# Ui2 help



## uncrx2003 (Jul 17, 2010)

I recently bought a BMC SLR01 with Ui2. I love the shifting. After 6 rides so far, it has quit working on me 3 times during the ride. The first time it happened, I got stuck in the big chainring but fortunately it was stuck on 17-18 rear cog. I was able to mash 30 miles home. It wasn't any fun at all. Both shifters failed and I had no idea how to make it work again. Took it to the lbs. They messed around with it and it worked again. Happened again on a second ride and again tonight. This time I took the battery out and re-installed it. Fortunately, it worked so I made it home ok. Has anyone has this issue? This shouldn't happen this frequently especially on a brand new bike. What suggestions would you make? Thanks


----------



## Bluffplace (Jul 30, 2008)

I would start off by checking the connections at the junction box where the bottom bracket is. You should here a 'click' when it is properly connected.

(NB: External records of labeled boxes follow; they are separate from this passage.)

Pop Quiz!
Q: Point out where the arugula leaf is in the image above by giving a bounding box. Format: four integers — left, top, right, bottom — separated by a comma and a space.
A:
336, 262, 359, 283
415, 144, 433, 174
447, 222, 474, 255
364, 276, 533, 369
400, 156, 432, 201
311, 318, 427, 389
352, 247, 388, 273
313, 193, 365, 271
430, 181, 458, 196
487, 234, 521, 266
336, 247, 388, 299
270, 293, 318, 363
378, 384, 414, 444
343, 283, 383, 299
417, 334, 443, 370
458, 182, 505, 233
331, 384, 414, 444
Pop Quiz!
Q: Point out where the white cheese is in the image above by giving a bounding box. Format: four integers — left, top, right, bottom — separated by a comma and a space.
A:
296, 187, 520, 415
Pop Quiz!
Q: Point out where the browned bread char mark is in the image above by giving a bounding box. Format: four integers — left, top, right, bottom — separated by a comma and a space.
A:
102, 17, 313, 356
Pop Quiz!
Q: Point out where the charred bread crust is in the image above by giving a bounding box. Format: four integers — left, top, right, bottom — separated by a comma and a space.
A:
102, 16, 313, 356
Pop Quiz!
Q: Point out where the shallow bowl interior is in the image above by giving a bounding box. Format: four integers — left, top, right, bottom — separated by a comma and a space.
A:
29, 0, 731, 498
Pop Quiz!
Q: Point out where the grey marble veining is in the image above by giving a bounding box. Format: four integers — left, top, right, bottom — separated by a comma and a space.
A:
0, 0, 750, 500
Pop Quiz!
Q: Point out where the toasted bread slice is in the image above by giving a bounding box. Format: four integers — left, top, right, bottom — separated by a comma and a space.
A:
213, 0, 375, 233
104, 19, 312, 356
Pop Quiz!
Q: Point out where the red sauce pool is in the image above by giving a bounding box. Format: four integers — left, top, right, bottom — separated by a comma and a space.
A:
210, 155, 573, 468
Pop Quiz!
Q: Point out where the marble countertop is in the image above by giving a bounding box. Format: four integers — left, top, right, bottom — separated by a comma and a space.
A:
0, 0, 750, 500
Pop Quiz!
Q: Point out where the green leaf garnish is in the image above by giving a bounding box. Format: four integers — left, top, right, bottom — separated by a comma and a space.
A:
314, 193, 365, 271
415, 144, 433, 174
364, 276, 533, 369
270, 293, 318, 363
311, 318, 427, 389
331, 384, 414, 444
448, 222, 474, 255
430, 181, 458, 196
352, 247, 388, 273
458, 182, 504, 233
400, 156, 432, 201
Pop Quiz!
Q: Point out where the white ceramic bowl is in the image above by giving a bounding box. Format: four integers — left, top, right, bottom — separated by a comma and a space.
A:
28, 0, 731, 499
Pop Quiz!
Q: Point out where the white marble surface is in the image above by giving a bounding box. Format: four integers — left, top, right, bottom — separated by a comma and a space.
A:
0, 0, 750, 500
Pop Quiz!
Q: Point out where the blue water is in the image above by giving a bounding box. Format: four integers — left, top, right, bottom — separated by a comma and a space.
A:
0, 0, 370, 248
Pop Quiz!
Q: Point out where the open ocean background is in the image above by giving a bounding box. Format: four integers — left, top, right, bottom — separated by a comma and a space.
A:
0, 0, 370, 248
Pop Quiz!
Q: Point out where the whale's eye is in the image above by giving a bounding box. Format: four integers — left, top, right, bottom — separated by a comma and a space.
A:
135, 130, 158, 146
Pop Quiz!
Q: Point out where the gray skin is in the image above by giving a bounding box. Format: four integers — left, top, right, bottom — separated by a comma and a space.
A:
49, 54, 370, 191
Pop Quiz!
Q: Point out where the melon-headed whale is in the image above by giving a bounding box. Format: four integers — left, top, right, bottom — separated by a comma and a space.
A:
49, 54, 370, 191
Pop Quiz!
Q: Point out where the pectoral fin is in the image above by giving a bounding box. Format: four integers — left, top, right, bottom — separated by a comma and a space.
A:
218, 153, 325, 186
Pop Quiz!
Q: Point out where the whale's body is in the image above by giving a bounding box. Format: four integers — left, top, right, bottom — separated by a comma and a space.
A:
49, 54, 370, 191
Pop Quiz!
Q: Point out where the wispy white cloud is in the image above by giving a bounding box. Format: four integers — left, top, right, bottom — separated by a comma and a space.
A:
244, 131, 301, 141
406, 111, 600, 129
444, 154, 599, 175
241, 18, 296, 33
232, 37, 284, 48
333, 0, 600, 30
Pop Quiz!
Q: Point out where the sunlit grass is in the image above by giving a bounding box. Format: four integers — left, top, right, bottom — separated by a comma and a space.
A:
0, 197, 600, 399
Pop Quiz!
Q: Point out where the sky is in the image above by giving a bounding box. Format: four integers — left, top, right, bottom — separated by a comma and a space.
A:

If you pulled out the battery and then reinserted and it worked, check to see the cable from the junction box to the battery is not pinched


----------



## uncrx2003 (Jul 17, 2010)

Bluffplace said:


> I would start off by checking the connections at the junction box where the bottom bracket is. You should here a 'click' when it is properly connected. If you pulled out the battery and then reinserted and it worked, check to see the cable from the junction box to the battery is not pinched


This is an internally route frame. But I did check and all the connections were tight. So damn frustrating.


----------



## Bluffplace (Jul 30, 2008)

I would then ask your LBS to connect your bike up to the Shimano sm-pc1 software. The software has some diagnostic capabilites


----------



## Cut.Aussie (Mar 19, 2011)

If this is a brand new bike then I would return it to the shop to diagnose and repair. I have had two bikes with Ultegra Di2 now for over a year and both have worked perfectly.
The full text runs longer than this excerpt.